The fall in commodity prices between mid-2014 and early 2016 hit the economies of many countries hard. The HWWI commodity price index plummeted by more than half during this period. The associated decrease in export revenues didn’t just push relatively small countries like Azerbaijan and Venezuela into a recession, but also BRIC countries like Russia and Brazil. But a look at the latest African Economic Outlook shows that the gross domestic product of the supposedly commodity-dependent Africa has increased by 3.7 percent, despite this drop in prices in the past year.
The OECD and the African Development Bank, which publish the Outlook, expect this growth rate to repeat itself in 2016 and then to increase to 4.5 percent in 2017. This would put it back close to the average annual growth rate since the beginning of the new millennium, which had been 5 percent.
Although the continent of Africa, with its 54 countries, is a much more heterogeneous place than India or China, one thing emerges: The skeptics who gave the commodity price boom all the credit in Africa’s upturn were obviously wrong.
It’s questionable whether mass production based on cheap labor still has a future in this age of increasing digitization and the automation of production processes.
A deeper look into the continent’s economy shows that raw materials were not the main driver of the high growth rates over the past 15 years. Rather a structural change away from the small-scale traditional agriculture towards medium-sized service and industrial companies in expanding cities had a bigger impact on the development in many countries. This is supported by a current study by the Kiel Institute for the World Economy for Germany’s development ministry.
The researchers in Kiel ranked the African countries according to the strength of their growth and determined, “that resource wealth alone does not explain differences in growth.” Botswana, for example, has strong growth, despite the fact that the mining sector’s contribution to the GDP has halved since 2000.
Growth champions like Ethiopia and Rwanda depend little on raw materials. On the other hand, resource-rich countries like the Democratic Republic of Congo, Guinea and Sudan are developing weakly economically.

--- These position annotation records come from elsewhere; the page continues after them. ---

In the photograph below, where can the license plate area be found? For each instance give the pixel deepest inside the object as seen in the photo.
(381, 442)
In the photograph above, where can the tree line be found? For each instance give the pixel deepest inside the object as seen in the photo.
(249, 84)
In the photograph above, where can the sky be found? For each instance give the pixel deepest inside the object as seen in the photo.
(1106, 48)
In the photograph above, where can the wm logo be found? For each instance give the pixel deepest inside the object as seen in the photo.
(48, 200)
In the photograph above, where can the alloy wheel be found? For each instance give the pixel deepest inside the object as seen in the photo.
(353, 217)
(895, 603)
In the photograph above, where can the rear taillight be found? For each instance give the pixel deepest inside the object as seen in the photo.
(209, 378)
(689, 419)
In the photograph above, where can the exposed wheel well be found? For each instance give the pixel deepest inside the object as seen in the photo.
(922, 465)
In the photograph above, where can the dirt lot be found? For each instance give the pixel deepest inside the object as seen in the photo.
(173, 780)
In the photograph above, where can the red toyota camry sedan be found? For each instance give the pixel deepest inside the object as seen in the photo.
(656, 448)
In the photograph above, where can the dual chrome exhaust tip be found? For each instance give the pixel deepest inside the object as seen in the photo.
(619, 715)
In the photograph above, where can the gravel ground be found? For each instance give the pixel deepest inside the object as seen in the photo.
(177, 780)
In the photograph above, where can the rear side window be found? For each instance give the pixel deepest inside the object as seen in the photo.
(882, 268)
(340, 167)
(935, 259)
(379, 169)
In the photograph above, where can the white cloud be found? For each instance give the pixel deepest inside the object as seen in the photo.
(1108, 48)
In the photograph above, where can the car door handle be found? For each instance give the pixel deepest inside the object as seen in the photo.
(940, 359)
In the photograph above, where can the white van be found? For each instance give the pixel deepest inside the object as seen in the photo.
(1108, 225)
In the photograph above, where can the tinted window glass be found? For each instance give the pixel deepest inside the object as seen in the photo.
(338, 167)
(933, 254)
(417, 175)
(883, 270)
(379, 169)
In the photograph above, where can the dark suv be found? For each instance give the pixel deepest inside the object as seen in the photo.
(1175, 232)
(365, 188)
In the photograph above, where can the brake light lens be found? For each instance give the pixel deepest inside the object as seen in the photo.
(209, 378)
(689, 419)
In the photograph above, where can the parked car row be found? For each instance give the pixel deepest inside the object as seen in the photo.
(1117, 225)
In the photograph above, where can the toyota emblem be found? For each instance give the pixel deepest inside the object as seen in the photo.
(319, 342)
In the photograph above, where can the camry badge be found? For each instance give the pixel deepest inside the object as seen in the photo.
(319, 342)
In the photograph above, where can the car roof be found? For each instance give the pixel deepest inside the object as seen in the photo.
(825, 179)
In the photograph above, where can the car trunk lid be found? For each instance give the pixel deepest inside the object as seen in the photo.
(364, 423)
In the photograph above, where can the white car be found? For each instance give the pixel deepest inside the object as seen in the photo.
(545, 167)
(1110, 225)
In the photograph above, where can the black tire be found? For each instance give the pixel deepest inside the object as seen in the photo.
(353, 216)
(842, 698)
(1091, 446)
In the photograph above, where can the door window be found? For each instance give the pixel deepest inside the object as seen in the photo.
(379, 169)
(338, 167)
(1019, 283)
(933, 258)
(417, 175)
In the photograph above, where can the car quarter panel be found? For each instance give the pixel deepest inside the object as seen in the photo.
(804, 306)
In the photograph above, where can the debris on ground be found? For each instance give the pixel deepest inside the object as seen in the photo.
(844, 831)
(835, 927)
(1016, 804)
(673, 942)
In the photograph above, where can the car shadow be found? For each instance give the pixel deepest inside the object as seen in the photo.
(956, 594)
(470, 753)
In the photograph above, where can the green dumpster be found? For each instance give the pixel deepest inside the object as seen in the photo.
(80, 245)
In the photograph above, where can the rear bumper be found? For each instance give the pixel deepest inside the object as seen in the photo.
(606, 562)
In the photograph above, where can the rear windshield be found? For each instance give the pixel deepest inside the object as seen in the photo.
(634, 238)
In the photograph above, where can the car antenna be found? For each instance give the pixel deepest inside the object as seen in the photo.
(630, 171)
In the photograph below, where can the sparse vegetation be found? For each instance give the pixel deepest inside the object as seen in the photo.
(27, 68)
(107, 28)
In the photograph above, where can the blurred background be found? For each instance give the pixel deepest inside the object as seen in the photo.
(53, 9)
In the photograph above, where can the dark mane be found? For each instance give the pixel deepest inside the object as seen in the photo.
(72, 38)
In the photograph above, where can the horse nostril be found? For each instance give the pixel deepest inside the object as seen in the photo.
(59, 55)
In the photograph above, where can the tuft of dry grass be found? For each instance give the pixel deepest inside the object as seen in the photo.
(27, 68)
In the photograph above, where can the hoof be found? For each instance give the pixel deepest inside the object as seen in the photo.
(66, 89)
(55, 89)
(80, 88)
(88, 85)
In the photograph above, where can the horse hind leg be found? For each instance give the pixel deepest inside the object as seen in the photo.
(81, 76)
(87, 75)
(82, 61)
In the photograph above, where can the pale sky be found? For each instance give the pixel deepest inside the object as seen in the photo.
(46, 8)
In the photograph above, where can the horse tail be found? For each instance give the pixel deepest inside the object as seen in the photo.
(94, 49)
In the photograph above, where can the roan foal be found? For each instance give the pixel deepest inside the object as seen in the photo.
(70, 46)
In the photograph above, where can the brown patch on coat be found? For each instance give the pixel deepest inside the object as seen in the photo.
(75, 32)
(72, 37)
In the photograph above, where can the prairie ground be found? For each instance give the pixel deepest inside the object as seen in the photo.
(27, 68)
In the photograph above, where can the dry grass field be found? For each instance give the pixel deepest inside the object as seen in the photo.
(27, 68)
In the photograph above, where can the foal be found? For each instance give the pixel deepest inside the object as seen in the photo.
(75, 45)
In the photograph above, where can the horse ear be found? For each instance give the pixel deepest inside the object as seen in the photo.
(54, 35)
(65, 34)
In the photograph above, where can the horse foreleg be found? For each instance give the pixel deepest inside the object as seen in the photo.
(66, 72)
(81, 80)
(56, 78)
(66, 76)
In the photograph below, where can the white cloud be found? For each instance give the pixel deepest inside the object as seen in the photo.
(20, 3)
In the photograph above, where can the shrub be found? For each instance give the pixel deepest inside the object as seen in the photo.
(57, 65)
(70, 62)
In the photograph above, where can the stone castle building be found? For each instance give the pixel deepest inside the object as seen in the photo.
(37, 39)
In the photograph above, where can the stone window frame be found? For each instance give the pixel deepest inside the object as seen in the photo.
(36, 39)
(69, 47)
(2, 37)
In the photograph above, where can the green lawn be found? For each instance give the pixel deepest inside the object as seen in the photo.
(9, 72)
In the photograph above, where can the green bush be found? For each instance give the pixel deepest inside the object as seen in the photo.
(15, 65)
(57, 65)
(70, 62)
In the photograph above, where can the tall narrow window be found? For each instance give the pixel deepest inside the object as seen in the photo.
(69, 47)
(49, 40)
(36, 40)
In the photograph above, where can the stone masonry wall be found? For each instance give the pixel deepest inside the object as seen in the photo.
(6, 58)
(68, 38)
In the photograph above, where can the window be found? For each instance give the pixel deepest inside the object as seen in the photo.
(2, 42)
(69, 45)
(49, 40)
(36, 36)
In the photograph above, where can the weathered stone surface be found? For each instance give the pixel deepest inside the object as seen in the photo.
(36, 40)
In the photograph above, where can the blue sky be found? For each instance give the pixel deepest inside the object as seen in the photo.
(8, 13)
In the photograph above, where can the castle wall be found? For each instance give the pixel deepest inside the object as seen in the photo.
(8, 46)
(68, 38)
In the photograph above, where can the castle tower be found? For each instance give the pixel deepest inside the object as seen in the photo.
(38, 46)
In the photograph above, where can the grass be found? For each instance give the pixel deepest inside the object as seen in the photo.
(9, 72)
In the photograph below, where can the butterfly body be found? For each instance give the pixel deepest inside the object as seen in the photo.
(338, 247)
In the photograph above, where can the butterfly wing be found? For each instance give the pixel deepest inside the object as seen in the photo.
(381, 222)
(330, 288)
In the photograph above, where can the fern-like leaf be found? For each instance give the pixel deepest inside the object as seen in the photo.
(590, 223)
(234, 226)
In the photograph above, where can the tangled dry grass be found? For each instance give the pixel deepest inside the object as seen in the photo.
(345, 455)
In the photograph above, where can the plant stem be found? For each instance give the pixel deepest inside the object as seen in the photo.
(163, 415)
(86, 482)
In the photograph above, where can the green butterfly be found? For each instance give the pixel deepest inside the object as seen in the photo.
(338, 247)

Strong growth was not seen in African countries on the Mediterranean, nor was it seen in South Africa, but rather in the Sub-Saharan countries that for many years were the problem children of the world economy. Many of these countries are deep into a process of sustainable structural change. The percentage of people employed in agriculture decreased, those in mining has remained at the same level and there were increases in the service and industrial sectors. This is also reflected in the export structure: The share of manufactured goods in total exports from Africa increased from 10 percent to 23 percent between 2000 and 2010.
This does not mean that Africa is following the Chinese model and will generate prosperity primarily by building up an export industry. Unlike in China and other Asian countries, agricultural workers are not switching from farm work to large-scale export-oriented industrial companies, but rather to a variety of small and medium service providers that mainly serve the domestic markets. These are construction, logistics and service providers as well as industrial companies. Africa’s development path has so far been different than Asia’s.
Whether that is good or bad for sustainable economic vitality remains to be seen. After all it’s questionable whether mass production based on cheap labor still has a future in this age of increasing digitization and the automation of production processes.
Another oft-debated issue is whether Africa is overly dependent on China and could suffer from a declining momentum of the economy there. That should not be the case. Although China’s share of exports from Africa has quadrupled to 18 percent since 2000, Europe’s share is still almost twice as high. A World Bank analysis shows that a significant slowdown in the Chinese economy would hit Africa less than the world economy as a whole.
A Chinese reorientation toward more consumption would actually promote growth in Africa, because it would increase the demand for textiles and agricultural products from Africa. This is why the hope is that this time Africa’s upturn will be permanent, despite the infrastructure and governance shortcomings that persist on the continent. German industry should not miss out on this huge market.